These companies have found the winning formula for mobile


The commercial Internet is about 20 years old. But it has undergone some big changes lately, as smartphones become ubiquitous.

Take a look at a report from Nielseninternet-stocks-mobile. It shows that the average time spent on mobile is higher than from desktop computers (at least in the U.S., U.K. and Italy). So, what’s the takeaway for investors?

Well, we have already started to see the impact, with Internet stocks delivering scorching returns since their IPOs. Here are some of the companies at the forefront of mobile:

Company Ticker Return
Facebook FB 159%
Yelp YELP 328%
Pandora P 214%
Zillow Z 66%
Twitter TWTR 109%

But not every company has found success. Some Internet stocks have fumbled the opportunity. For example, Zynga’s (ZNGA) stock is 44% down from its IPO in 2011. Or look at Angie’s List (ANGI). Its stock is down 24% over the past 12 months.

But nothing demonstrates the importance of mobile more than Facebook’s $19 billion deal for WhatsApp. When it comes to core services like messaging, the valuations can reach staggering levels.

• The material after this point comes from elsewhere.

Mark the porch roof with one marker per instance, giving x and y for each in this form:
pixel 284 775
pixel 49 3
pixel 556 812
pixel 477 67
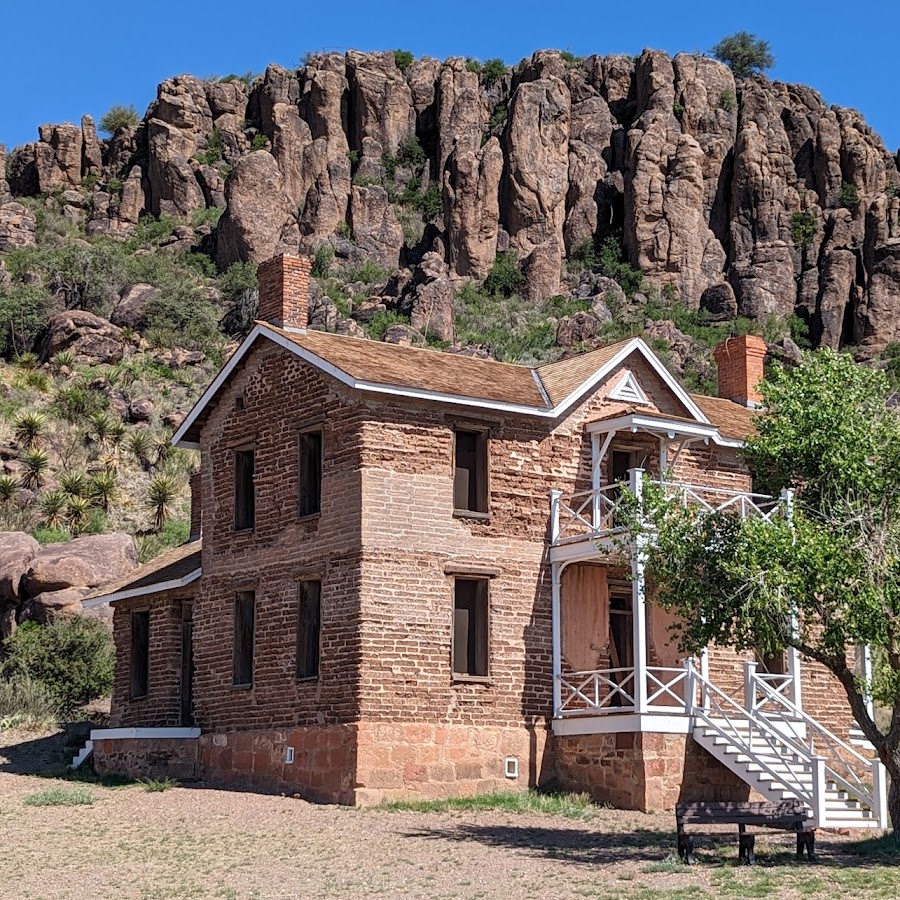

That’s because Internet stocks know that mobile is such a key part of their future.

So, where can investors find the next big plays? A good option is the IPO market. And the good news is that there will likely be a flurry of deals. Here’s a sample of Internet stocks investors should look out for:


Kakao is the WhatsApp of Korea. The app allows for texts as well as phone calls. 

The user base is at 133 million users, which is well above the 50 million population of Korea. Kakao has developed a strong footprint in countries like Malaysia, the Philippines and Indonesia, which has driven up its user base.

The official financials are not known, but it looks like Kakao hit profitability in 2012. That should put it in league with the other Internet stocks we’ve mentioned.


Weibo, which operates a short-messaging service like Twitter’s, is a division of Sina (SINA). Although, it has raised outside capital, such as $586 million from Alibaba.

Weibo has amassed a base of about 61 million active daily users. And so far, the monetization has been strong. During the fourth quarter, revenues came to $56 million, up 163% on a year-over-year basis, and the operating profit hit $3 million.

A deal is expected to be valued at about $8 billion.


GrubHub has been around since the late 1990s — but mobile has been the key to reviving its fortunes. Grubhub operates a platform that helps independent restaurants get their customers to place takeout orders with their smartphones.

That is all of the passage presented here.